See, 34, was detained on Nov. 23 following a domestic dispute with his husband, Sunder Ganglani. The two men, who were married in May 2013, had mutual protective orders registered against each other following a disturbance in September for which they were both charged with assault in the third degree and breach of peace. When police arrived at See’s home in the afternoon of Nov. 23, called in by See’s sister, and found Ganglani there, officers arrested both men for violating the mutual protective orders.

See struggled with and threatened police on the scene, according to eports from the New Haven Police Department. After receiving treatment at Yale-New Haven Hospital for a cut above his left eye sustained during the arrest, See was detained in a local lock-up center administered by State Judicial Marshals at 1 Union Ave. He was found unresponsive in his cell shortly after6 a.m. the next morning, Nov. 24.

Colleagues and students interviewed in the wake of the death said they had no information about See’s drug use. English professor Katie Trumpener told the News that See was battling both physical and mental health issues, having at one point told her that he was HIV positive. See was on unpaid leave from the English department last Fall following multiple medical leaves. Lindsey Uniat ’15 said See, who was her advisor, told her in Spring 2013 that he was having health issues but that they were “not life-threatening.”

John Rogers ’84 GRD ’89, the director of undergraduate studies for the English department, told the News in a November email that he was “certain” See’s leave was not related to drugs.

Mark D’Antonio, the media director for Yale-New Haven Hospital, declined to comment Monday on See’s particular case, but did say patients brought in under police custody are only released once they are deemed physically fit — the same standards applied to any other patient treated at the hospital.

D’Antonio also could not comment on the prevalence of medical tests for drugs or other substances in arrested patients.

But the timeline of events does not line up, according to Trumpener, who counted See among her closest friends.

“How is it that he was injured enough to go to the emergency room, but the people in the ER didn’t notice the same thing that was going to kill him later that night?” Trumpener wondered, adding that treating physicians would have just monitored See’s vital signs.

Ultimately, a medically determined cause of death leaves many questions unanswered, said English and Theater Studies Professor Joseph Roach.

“Something happened, and I don’t know what it is, between the Sam I knew and the Sam who ended up dying so young, so tragically, and so mysteriously,” said Roach. “And I can’t put those two pieces together.”

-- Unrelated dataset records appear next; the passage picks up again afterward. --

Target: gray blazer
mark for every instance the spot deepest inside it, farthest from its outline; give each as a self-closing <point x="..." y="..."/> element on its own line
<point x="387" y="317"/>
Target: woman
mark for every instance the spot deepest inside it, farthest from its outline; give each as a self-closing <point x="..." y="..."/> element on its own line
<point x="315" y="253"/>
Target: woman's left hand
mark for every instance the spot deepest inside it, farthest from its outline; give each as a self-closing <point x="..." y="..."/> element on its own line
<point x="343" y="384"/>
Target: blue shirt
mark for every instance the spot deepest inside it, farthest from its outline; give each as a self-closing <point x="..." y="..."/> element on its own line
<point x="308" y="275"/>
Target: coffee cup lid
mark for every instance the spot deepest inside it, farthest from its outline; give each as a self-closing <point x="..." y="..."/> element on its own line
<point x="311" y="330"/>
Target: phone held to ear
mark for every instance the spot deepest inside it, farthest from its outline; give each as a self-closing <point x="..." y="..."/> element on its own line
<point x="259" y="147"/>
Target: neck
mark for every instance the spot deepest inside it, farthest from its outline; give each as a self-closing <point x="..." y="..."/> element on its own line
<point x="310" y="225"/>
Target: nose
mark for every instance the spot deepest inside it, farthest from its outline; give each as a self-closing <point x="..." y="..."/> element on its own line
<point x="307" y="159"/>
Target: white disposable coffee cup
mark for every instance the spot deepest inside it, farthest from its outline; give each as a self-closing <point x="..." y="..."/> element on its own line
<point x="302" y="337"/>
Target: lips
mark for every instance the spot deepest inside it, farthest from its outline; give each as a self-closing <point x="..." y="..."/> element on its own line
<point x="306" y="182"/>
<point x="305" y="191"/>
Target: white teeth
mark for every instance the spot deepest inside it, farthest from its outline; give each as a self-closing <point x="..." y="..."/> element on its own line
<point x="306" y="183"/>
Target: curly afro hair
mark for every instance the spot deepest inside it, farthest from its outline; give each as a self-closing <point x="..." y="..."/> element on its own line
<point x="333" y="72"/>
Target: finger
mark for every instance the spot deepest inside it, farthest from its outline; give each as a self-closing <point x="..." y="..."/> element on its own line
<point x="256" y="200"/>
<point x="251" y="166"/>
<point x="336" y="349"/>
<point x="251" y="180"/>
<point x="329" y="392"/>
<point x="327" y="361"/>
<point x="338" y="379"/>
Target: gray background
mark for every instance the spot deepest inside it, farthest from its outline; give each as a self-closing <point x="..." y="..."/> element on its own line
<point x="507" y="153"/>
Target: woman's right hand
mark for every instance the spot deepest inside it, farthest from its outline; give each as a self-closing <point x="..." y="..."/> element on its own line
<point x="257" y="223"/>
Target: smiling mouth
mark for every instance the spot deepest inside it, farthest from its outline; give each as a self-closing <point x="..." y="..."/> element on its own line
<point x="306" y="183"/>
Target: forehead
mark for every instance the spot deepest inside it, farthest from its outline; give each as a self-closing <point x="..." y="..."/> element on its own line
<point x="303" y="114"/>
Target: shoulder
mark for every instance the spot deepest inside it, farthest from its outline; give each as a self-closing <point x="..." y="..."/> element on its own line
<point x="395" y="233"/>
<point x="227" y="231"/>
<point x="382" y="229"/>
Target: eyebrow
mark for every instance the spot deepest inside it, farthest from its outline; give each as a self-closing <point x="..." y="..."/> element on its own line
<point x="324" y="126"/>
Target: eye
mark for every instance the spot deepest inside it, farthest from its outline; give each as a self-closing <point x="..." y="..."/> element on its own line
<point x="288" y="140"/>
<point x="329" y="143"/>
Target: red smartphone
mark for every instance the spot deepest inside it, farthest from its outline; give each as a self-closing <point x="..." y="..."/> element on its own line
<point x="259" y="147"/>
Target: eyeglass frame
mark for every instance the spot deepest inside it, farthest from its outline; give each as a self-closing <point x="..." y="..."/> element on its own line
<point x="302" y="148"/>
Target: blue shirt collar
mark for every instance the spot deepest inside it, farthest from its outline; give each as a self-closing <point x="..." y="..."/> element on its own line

Trumpener said details of See’s mental and physical state were sparse in the final months of his life — even among his confidants at the University. She said she knew See to have been admitted to a mental hospital in April 2013 following multiple visits to the hospital for a variety of health reasons earlier in the year. By the Fall, she said, See had been released. He told her his stay in the psych ward had been “excruciating” but that he was doing better — that hallucinations he had been having as a byproduct of a small stroke had stopped. He invited her over for tea to meet his husband, she said.

Still, Trumpener said, See was worried about his own mental state, concerned that he was “going to injure Sunder in his sleep, like having a post-traumatic stress dream.”

“Things went badly wrong,” Trumpener added, reflecting on the period of time between See’s upbeat suggestion that she meet Ganglani and the pair’s falling out mere weeks later. “One or both of them must have been in some altered state.”

Andrew Sotiriou ’13, who took See’s “Tragedy” course as a sophomore, said that, though he never knew See to have struggled with drugs, the professor was an intense man who might have needed ways to cope with various career and personal frustrations.

“If there was [any drug use], it never came to my attention,” Sotiriou said in a November interview with the News. “He was just such a driven individual … It wouldn’t be the most shocking thing to me if things were involved to help calm or focus because he was always giving so much, and that comes at a price.”

A remembrance for See is scheduled for Jan. 25 in Battell Chapel.

Clarification: Jan. 12

A previous version of this article quoted English Professor Katie Trumpener as saying that See suffered “small strokes” when, in fact, See had told her that he had suffered a single stroke.